Come join ISE’s faculty and fellow students as they welcome Barry Nelson from Northwestern University as he discusses how Parallel Adaptive Survivor Selection (PASS) jettisons the standard framework of ranking & selection to produce a new class of algorithms.
As always refreshments will be served from 10:30 – 10:50 am in room 428 Daniels Hall.
Stochastic computer simulation is used to design and improve real-world systems in settings as diverse as hospital staffing, manufacturing system design, portfolio planning, supply chain management, and telecommunication network evaluation. The class of methods known collectively as “ranking & selection” have been a theoretical and practical success story for finding the best among a finite number of simulated systems (“feasible solutions”) with a statistical guarantee of correctness. However, the tricks that made these methods efficient in terms of the number of simulated observations can also render them (sometimes horribly) inefficient and even invalid when implemented in a parallel, high-performance computing environment, which is of course exactly what one wants to do. Parallel adaptive survivor selection (PASS) jettisons the standard framework of ranking & selection to produce a new class of algorithms that actually benefit statistically from a large number of simulated systems without any increase in coordination among parallel processors or added conservatism. The basic theory of PASS and the results of large-scale experiments will be presented. No background in ranking & selection or stochastic simulation is assumed.
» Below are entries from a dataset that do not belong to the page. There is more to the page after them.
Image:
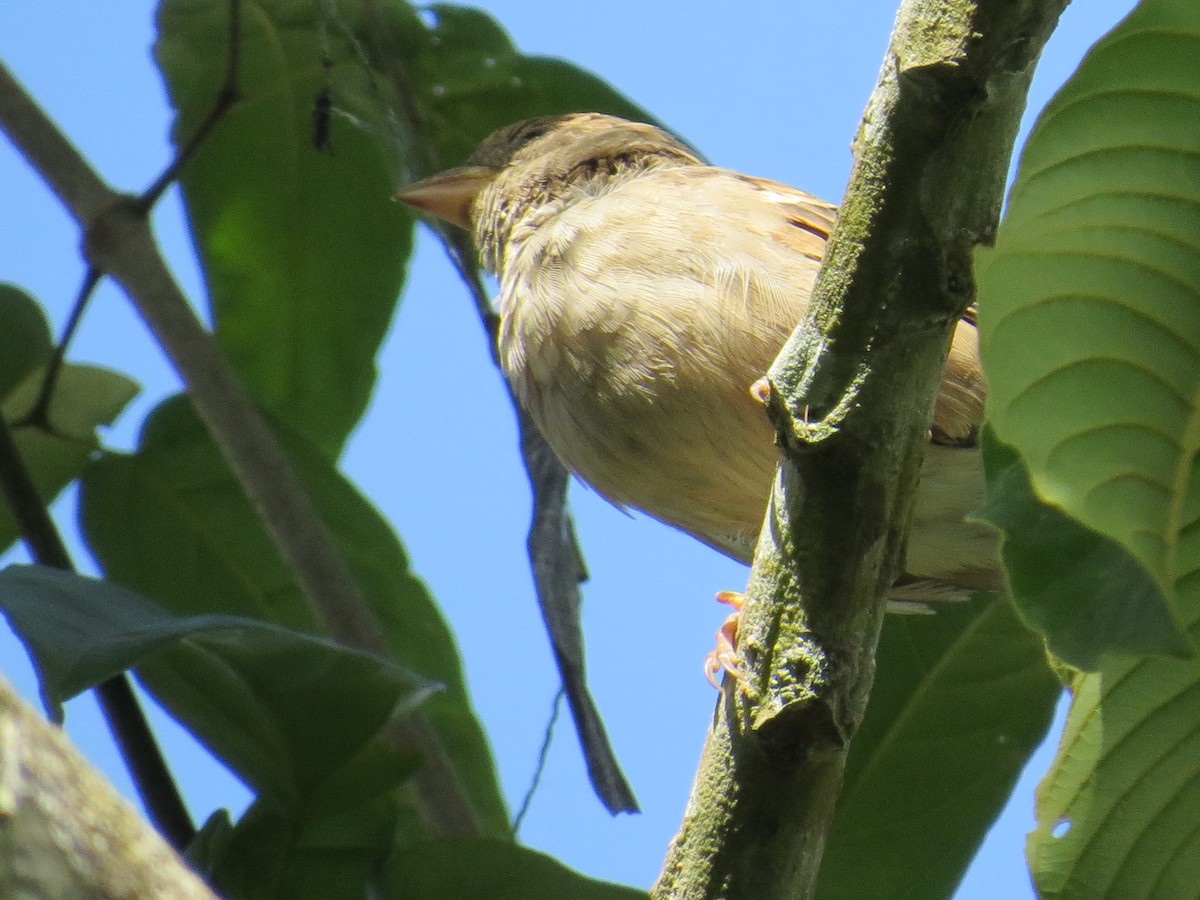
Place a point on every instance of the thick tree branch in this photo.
(64, 831)
(851, 397)
(118, 241)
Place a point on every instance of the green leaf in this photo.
(453, 869)
(1090, 321)
(171, 522)
(1117, 811)
(54, 449)
(1047, 552)
(961, 699)
(276, 853)
(301, 247)
(24, 337)
(259, 696)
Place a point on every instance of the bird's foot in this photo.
(725, 654)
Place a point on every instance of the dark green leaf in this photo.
(1081, 589)
(171, 522)
(54, 450)
(283, 853)
(1117, 810)
(24, 337)
(960, 701)
(301, 246)
(270, 702)
(462, 868)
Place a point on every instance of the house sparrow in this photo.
(642, 292)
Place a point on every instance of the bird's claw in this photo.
(725, 654)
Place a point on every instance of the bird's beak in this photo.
(449, 195)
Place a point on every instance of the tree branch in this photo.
(118, 241)
(555, 556)
(64, 831)
(127, 723)
(851, 396)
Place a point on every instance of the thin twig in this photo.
(119, 243)
(555, 553)
(227, 95)
(40, 413)
(153, 779)
(539, 769)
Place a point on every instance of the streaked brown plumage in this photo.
(642, 293)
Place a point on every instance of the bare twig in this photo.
(119, 243)
(153, 779)
(66, 833)
(227, 95)
(40, 413)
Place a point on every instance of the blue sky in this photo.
(774, 90)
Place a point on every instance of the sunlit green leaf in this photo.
(455, 869)
(1090, 319)
(960, 701)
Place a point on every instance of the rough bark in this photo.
(851, 396)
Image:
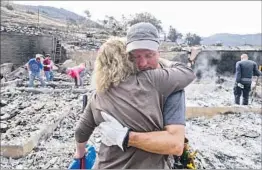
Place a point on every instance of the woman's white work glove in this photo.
(113, 133)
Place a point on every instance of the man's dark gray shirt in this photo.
(174, 107)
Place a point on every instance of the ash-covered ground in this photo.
(224, 141)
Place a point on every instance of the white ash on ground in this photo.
(224, 141)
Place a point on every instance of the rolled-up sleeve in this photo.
(85, 126)
(175, 109)
(168, 80)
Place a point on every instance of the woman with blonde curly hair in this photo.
(135, 99)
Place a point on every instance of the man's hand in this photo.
(240, 85)
(113, 133)
(80, 150)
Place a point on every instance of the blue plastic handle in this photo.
(90, 159)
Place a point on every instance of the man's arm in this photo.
(171, 140)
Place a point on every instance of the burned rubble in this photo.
(232, 142)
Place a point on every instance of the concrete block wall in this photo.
(19, 48)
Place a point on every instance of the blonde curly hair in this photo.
(112, 64)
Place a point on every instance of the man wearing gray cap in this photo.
(143, 44)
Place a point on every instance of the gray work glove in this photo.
(113, 133)
(240, 85)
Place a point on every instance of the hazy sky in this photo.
(201, 17)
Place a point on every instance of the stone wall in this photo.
(19, 48)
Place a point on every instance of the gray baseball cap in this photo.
(142, 35)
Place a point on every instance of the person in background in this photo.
(245, 69)
(77, 73)
(34, 67)
(48, 68)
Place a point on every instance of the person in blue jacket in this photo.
(34, 67)
(245, 69)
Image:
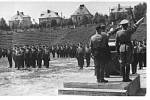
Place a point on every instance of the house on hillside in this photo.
(79, 14)
(120, 12)
(20, 20)
(47, 17)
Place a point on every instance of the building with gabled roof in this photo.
(20, 20)
(48, 16)
(77, 16)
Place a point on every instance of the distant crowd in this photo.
(29, 56)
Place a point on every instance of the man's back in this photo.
(99, 41)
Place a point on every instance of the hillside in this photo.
(63, 36)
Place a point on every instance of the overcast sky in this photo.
(34, 8)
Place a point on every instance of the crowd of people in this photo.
(131, 53)
(32, 56)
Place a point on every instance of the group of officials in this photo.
(33, 56)
(100, 49)
(129, 52)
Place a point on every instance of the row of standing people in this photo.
(32, 56)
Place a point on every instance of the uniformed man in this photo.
(22, 59)
(87, 55)
(140, 51)
(80, 56)
(135, 57)
(58, 51)
(0, 53)
(124, 47)
(144, 53)
(33, 57)
(17, 58)
(9, 56)
(53, 50)
(46, 57)
(99, 49)
(27, 57)
(39, 57)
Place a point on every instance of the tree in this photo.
(84, 20)
(53, 23)
(69, 21)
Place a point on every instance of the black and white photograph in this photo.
(70, 48)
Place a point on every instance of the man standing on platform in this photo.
(9, 56)
(80, 56)
(124, 47)
(99, 49)
(87, 55)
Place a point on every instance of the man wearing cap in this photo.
(124, 47)
(99, 50)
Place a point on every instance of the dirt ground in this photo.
(37, 82)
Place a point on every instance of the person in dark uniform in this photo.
(144, 53)
(61, 51)
(18, 58)
(135, 57)
(124, 47)
(39, 57)
(87, 55)
(58, 51)
(4, 52)
(74, 47)
(9, 56)
(53, 51)
(140, 51)
(0, 53)
(46, 58)
(80, 56)
(33, 57)
(27, 57)
(22, 57)
(70, 51)
(99, 50)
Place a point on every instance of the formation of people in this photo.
(27, 56)
(101, 53)
(130, 52)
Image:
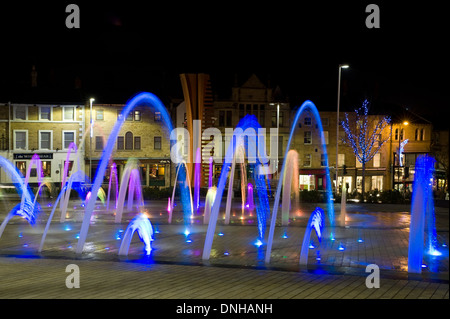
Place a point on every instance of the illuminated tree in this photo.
(364, 135)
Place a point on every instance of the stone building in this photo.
(43, 129)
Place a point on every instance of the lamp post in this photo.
(341, 66)
(91, 122)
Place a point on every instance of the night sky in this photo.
(122, 49)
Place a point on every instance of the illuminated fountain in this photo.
(422, 216)
(211, 160)
(250, 202)
(113, 181)
(142, 98)
(197, 178)
(144, 228)
(26, 208)
(316, 221)
(130, 180)
(247, 126)
(210, 197)
(75, 176)
(306, 106)
(238, 157)
(290, 185)
(185, 190)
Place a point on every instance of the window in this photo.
(22, 167)
(20, 140)
(128, 141)
(377, 160)
(68, 138)
(45, 140)
(45, 113)
(98, 143)
(68, 113)
(157, 142)
(307, 137)
(137, 115)
(120, 142)
(323, 160)
(137, 142)
(99, 116)
(20, 112)
(307, 160)
(47, 168)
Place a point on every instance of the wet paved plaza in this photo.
(373, 234)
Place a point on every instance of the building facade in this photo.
(142, 137)
(43, 129)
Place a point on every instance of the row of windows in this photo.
(307, 160)
(45, 113)
(45, 140)
(127, 142)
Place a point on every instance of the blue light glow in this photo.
(139, 99)
(258, 243)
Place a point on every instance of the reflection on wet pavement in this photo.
(373, 234)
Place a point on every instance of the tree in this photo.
(364, 135)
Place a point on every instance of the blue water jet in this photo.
(248, 126)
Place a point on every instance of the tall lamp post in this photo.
(341, 66)
(91, 123)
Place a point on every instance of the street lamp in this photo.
(341, 66)
(91, 121)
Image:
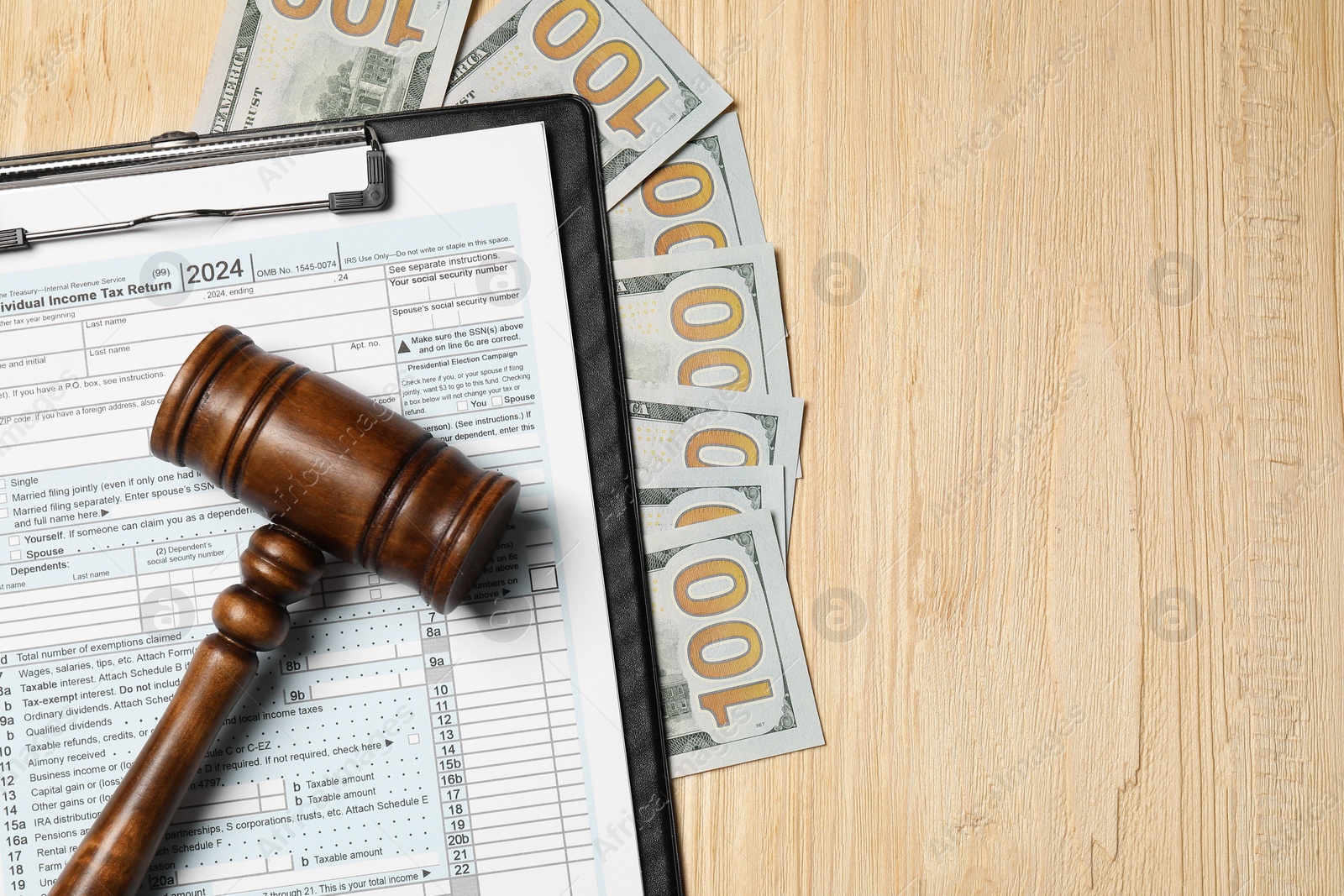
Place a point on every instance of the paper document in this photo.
(383, 747)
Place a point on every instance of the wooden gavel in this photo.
(333, 472)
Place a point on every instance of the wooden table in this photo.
(1062, 281)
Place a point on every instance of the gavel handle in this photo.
(277, 569)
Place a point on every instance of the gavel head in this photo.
(346, 473)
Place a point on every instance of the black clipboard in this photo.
(585, 246)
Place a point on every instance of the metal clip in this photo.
(181, 149)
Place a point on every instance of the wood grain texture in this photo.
(991, 175)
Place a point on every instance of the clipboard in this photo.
(577, 179)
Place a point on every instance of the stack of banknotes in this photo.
(712, 416)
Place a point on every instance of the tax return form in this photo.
(383, 747)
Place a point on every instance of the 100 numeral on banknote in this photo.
(649, 94)
(282, 62)
(732, 673)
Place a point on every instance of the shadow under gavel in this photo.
(333, 472)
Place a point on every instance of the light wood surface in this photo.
(1068, 551)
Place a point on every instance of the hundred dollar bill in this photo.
(699, 199)
(732, 668)
(676, 499)
(687, 427)
(705, 318)
(649, 94)
(281, 62)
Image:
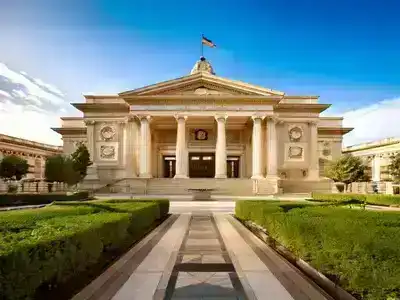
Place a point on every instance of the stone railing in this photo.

Barry L. Nelson is the Walter P. Murphy Professor of the Department of Industrial Engineering and Management Sciences at Northwestern University and a Distinguished Visiting Scholar at Lancaster University in England. His research focus is on the design and analysis of computer simulation experiments on models of discrete-event, stochastic systems, including methodology for simulation optimization, quantifying and reducing model risk, variance reduction, output analysis, metamodeling and multivariate input modeling. He has published numerous papers and three books, including Foundations and Methods of Stochastic Simulation: A First Course (Springer, 2013). Nelson is a Fellow of INFORMS and IIE. Further information can be found at www.iems.northwestern.edu/~nelsonb/.